Looking at US Census QFD I'm trying to grab the race % by county. The loop I'm building is outside the scope of my question, which concerns this code:

url = 'http://quickfacts.census.gov/qfd/states/48/48507.html'
#last county in TX; for some reason the qfd #'s counties w/ only odd numbers
page = urllib2.urlopen(url)
soup = BeautifulSoup(page)

c_black_alone = soup.find_all("td", attrs={'headers':'rp9'})[0] #c = county %
s_black_alone = soup.find_all("td", attrs={'headers':'rp9'})[1] #s = state %

这抓住了HTML元素包括它的标签，而不仅仅是其中的文本：

Which grabs the html element including its tags, not just the text within it:

c_black_alone, s_black_alone

(<td align="right" headers="rp9 p1" valign="bottom">96.9%<sup></sup></td>,
 <td align="right" headers="rp9 p2" valign="bottom">80.3%<sup></sup></td>)

以上^，我只想要的元素里面％的...

Above ^, I only want the %'s inside the elements...

此外，为什么

test_black = soup.find_all("td", text = "Black")

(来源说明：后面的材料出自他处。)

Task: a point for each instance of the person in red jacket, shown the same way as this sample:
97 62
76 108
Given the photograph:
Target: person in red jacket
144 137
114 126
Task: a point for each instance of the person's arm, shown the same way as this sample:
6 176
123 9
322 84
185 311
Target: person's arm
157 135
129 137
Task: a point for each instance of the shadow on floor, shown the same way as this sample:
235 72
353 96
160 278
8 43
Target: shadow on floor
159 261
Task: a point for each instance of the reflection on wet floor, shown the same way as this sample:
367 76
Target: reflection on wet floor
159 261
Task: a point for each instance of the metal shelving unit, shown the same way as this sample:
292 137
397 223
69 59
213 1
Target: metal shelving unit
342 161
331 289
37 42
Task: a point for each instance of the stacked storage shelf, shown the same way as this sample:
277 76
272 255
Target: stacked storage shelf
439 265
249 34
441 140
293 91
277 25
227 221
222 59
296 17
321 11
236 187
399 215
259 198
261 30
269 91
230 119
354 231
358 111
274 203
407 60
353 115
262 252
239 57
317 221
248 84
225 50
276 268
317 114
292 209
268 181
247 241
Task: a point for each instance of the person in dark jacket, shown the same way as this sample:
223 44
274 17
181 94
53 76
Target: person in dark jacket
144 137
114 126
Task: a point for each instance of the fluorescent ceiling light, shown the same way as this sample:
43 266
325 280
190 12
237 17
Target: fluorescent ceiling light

不返回相同的元素以上（或它的文本），而是返回一个空的BS4 ResultSet对象？（编辑：我一直在与文档进行操作，所以我希望这个问题似乎并不过于含糊......）

not return the same element as above (or its text), but instead returns an empty bs4 ResultSet object? ( I have been following along with the documentation, so I hope this question doesn't seem too vague...)

答

要获得这些比赛的文本，使用的.text 来获得的所有包含文本：

To get the text from those matches, use .text to get all contained text:

>>> soup.find_all("td", attrs={'headers':'rp9'})[0].text
u'96.9%'
>>> soup.find_all("td", attrs={'headers':'rp9'})[1].text
u'80.3%'

您文本搜索不会，原因有两个匹配任何

Your text search doesn't match anything for two reasons:

一个字符串只匹配的全部的包含的文本，而不是部分匹配。 TD＆GT;黑＆LT; / TD＆GT;它只会为元素和＆LT工作作为的唯一的内容

它将使用 .string 属性，但财产如果文本是一个给定元素的只有的孩子时，才设置。如果有其他元素present，搜索将完全失败。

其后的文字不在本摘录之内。